Chicago’s upcoming mayoral election season is rife with charades.  From candidates who toot reform to gangbangers asking for campaign money.  Watch out Chicago, the fakes and phonies are on the prowl.  But there are more than just bad candidates out there.  Bad information is also coming our way.  To the effect of the “rubber stamp” City Council campaign.  My definition of the rubber stamp is spreading the vote call of alderman who have almost always voted with our mayor.  It’s true that more than 32 alderman have voted with Mayor Rahm Emmanuel between 80 to 100% of the time. This is not the first time.  The same rubber stamping occurred when Daley was in office as well. It has been an ongoing problem throughout the great history of our city.  But it can be used in a deceiving manner. 

Know the vote

The rubber stamp propaganda doesn’t tell the whole story.  The ordinances voted upon are not mentioned, just the yea or nay.   If you supported the ordinances then you wouldn’t know from a simple rubber stamp article that your alderman abided by your vote.  It just gives a number for the vote with the current Mayor.  If you want to find out if your alderman voted for you, then you must check their entire vote call available on the City of Chicago website for your ward.  Don’t be misled that an alderman voted against progress in your ward until you have seen the whole story.  Very few average citizens even know what is on the Council floor.  Become that informed citizen before degrading the alderman in office. 

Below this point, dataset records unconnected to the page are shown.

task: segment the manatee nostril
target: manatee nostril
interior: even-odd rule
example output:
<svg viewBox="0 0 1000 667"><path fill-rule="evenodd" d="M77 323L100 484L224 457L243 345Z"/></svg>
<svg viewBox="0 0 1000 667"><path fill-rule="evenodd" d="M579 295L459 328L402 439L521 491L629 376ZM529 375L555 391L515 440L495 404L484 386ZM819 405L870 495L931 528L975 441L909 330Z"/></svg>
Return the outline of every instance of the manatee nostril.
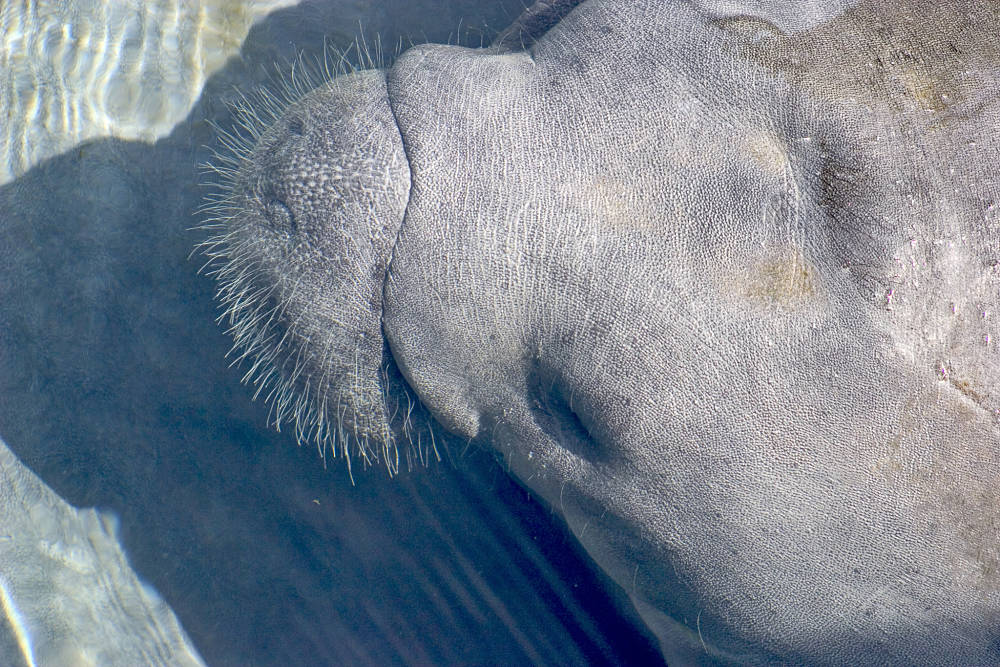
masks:
<svg viewBox="0 0 1000 667"><path fill-rule="evenodd" d="M264 204L264 216L275 229L293 233L297 229L295 216L285 202L271 198Z"/></svg>
<svg viewBox="0 0 1000 667"><path fill-rule="evenodd" d="M306 127L301 116L292 116L288 119L288 132L289 134L294 134L297 137L301 137L305 134Z"/></svg>

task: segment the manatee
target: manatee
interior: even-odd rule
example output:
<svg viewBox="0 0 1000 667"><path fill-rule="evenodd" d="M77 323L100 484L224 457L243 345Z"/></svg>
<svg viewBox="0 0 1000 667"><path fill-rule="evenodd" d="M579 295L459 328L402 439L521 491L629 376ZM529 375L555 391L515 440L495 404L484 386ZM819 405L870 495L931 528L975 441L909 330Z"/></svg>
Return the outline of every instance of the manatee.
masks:
<svg viewBox="0 0 1000 667"><path fill-rule="evenodd" d="M495 451L671 664L997 664L998 29L538 3L248 111L247 378L348 462Z"/></svg>

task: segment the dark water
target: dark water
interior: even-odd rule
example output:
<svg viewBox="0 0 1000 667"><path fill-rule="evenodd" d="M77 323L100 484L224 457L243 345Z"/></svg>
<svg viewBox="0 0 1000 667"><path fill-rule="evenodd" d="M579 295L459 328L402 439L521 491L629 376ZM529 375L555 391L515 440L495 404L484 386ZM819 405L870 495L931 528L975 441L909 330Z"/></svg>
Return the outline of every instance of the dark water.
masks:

The “voted with Emmanuel” propaganda does not tell the whole story of how, when, where, who, why and what happened behind the chambers doors in the name of compromise.  When elected leaders are going to vote on something they usually fight over the wording and specifics of an ordinance.  From POTUS to the City Council, everyone must agree on a bill or ordinance.  There are months of collaborating and compromise that occurs when votes are called.  I know that this sounds simple but it is not.  There are ward and citizen surveys, financial analysis, background checks on the legality of proposed ordinances, etc, etc, etc.  I know we all saw that the parking meter vote was a scandal.  That was a wakeup call to our Council that they better check into the ordinance before going forward.  Find out if your alderman is a part of the many committees that decide on ordinances and their actions and contributions.  Don’t assume those aldermen don’t work.  Make a phone call, check their website, and educate yourself.

Candidates of Change

Many new candidates for alderman, like any political office, tout change.  They want to bring change, they will change this or that.  If rubber stamping has occurred in City Council for nearly 60 years then what change will be made?  If voting with the mayor is the norm in City Council what is going to change?  Not much.  The voting pattern of the alderman and mayor doesn’t change.  The compromise and work mentioned above will always occur.  They will always bend, break, mend and amend until there is a “like” vote.  A candidate that is propagandizing change based on they will vote differently, is not change.  It’s an educated and securely researched hypothesis that they don’t have change in them.  They just lack an issues based platform. 

Vote for a new candidate for alderman if you believe in the issues they represent.  Vote for them if they have experience with your ward.  Do they know the history of your ward?  How long have they lived there?  Are they carpetbaggers?  Are they educated in government?  Have previous work experience in government?  Remember you are hiring someone to vote for you.  Check your own “Angie’s List” on their background and customer quality analysis.  Don’t vote for someone because they don’t like the current alderman or mayor.  That’s not going to create change.  Make sure you look into the “rubber stamp effect” candidates.  They will eventually rubber stamp, too.